6. Three-Dimensional Elevation of Dancing House
To create aesthetic illusions, the designers aligned the fenestrations such that the building seemed to have extra floors than the adjacent structures. Further adding to the viewer’s confusion are the protruding window mouldings on the façade. Inspired by historic paintings, windows were ‘framed’ to achieve the effect of 3-dimensionality, and to capture attention. The flowing glass was made to look like the dancer’s skirt, and on the other side, the wavy lines and the windows shift the horizontal focus.
7. Commercial, Private and Public Spaces
While most of the floors are functioning as office spaces and Dancing Hotel’s rooms, they are restricted to the general public. But the building still has designated spaces for tourists and architectural enthusiasts to marvel at this masterpiece. With a welcome gallery and shopping centre on the ground floor, the building also houses a high-end luxury restaurant on the top floor, along with a terrace, to take in the breathtaking views of the river.

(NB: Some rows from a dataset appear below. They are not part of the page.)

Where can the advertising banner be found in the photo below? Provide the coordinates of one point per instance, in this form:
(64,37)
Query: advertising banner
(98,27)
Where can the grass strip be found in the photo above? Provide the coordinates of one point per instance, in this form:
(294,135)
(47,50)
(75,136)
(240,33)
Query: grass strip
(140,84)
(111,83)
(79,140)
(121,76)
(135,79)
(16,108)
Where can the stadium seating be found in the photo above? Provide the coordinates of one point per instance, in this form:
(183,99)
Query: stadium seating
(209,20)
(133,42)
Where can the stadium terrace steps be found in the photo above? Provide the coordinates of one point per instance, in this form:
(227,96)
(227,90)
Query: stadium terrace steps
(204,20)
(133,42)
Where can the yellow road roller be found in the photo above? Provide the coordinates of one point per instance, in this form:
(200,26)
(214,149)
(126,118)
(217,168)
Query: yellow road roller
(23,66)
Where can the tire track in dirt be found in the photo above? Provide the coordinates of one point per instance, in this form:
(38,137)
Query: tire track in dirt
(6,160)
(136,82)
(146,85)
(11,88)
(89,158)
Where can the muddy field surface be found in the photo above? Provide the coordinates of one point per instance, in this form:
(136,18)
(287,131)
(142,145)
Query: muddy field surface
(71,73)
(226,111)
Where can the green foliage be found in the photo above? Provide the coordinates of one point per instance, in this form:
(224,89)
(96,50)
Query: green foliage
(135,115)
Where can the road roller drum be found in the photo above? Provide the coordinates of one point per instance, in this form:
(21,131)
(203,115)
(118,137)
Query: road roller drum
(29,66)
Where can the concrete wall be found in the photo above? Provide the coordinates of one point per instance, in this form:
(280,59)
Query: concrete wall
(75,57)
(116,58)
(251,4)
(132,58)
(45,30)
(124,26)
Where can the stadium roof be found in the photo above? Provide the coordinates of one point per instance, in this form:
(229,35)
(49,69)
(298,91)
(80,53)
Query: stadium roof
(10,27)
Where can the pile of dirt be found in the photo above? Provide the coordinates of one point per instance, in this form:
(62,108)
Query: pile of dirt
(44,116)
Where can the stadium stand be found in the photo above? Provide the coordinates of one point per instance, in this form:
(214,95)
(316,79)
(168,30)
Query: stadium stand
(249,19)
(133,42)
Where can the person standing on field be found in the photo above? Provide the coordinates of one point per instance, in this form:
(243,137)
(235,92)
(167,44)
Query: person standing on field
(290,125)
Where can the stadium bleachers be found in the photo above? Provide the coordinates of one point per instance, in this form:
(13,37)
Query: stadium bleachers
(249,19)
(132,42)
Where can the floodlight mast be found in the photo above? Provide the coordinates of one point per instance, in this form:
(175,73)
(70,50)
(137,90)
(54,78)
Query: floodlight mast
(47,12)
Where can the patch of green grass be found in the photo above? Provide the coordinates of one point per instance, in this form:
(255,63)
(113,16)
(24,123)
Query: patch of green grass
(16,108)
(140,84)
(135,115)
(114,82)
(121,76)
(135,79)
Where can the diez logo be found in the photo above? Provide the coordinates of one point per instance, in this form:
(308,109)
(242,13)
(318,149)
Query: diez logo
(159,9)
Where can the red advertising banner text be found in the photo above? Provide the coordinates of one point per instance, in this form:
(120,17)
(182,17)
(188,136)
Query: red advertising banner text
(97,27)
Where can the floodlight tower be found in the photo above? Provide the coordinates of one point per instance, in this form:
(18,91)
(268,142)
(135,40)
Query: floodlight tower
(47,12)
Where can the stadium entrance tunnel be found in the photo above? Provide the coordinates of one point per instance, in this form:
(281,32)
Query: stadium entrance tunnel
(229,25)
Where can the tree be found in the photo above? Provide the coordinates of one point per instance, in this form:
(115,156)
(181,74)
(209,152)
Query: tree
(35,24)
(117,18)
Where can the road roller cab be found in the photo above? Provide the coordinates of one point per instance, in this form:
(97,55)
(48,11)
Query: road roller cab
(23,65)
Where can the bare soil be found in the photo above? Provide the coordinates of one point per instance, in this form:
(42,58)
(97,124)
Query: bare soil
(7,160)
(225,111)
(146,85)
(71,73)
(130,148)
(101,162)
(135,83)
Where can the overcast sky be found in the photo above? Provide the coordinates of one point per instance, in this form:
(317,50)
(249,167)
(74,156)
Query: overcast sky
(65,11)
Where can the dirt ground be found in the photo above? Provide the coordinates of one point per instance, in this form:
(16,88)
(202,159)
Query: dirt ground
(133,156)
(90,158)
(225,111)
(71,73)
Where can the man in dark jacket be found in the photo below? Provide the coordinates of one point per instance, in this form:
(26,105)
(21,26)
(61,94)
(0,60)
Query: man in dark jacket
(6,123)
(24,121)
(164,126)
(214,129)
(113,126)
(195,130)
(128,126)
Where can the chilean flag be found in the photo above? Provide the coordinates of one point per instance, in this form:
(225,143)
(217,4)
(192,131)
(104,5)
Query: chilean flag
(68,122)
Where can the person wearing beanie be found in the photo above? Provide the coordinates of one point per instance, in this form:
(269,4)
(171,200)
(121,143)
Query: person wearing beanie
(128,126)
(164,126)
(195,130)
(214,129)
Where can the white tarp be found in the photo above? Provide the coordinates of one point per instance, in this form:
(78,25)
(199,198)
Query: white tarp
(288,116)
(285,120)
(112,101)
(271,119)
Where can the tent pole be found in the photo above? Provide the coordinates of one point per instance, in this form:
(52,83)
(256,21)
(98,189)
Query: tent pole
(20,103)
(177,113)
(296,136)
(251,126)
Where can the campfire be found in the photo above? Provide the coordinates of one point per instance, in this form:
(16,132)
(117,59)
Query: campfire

8. Interior Spaces, Exterior Tunnel
The complexity of the structure posed challenges for the utilisation of interior spaces. All the twisting columns running throughout made mass production and optimisation of the carpet area almost impossible. To tackle the difficulty, British Architect Eva Jiřičná incorporated design elements, common to those used in ships, and planned out small hallways to create circulation spaces and avoid dark alleys.
A lesser acknowledged fact about the building is the architects had originally planned a pedestrian tunnel to connect the building to the lower boardwalk. But this idea was rejected by the officials and was never realised.
9. Testing Module For The Guggenheim
Admired for the abstract and unconventional works, Frank Gehry’s Dancing House would later act as a reference to his design of the Guggenheim Museum at Bilbao, Spain. The tools and techniques used here were the test runs for the processes integrated into his later designs.
The huge curves for the facades were developed by copying the aerodynamic spaces of aeroplanes and sports cars, to enhance the air movement and reduce wind load. These curves were developed on the same principles and software used for designing French Jet Aircraft.
10. Caught in Controversy and Criticism
The Dancing House has been tangled amidst various rejections, disapprovals and criticism since it’s construction itself. First off, placing a modern, deconstructivist building in a Baroque-Gothic neighbourhood attracted harsh reviews from the locals and even some architects. By defying the typical concepts of traditionalism, symmetry, geometric and rectangular structures, Dancing House gained the nickname ‘The Drunk House’ by the public. Seen as ‘Out of Character’, the design idea failed to integrate the building to the history of the place, which was actually the original concept of the project.
Not only inside, but the building also creates user discomfort even on the outside. With one of the concrete pillars extending out till the footpath, the pedestrians are forced to walk closer to the busy main road, thus adding discomfort to the arriving traffic too.
Now, after some 25 years of its construction, the controversies have calmed down, and the building is accepted as a work of art, which adds value and beauty to the skyline of Prague, and is a step in its modern architecture.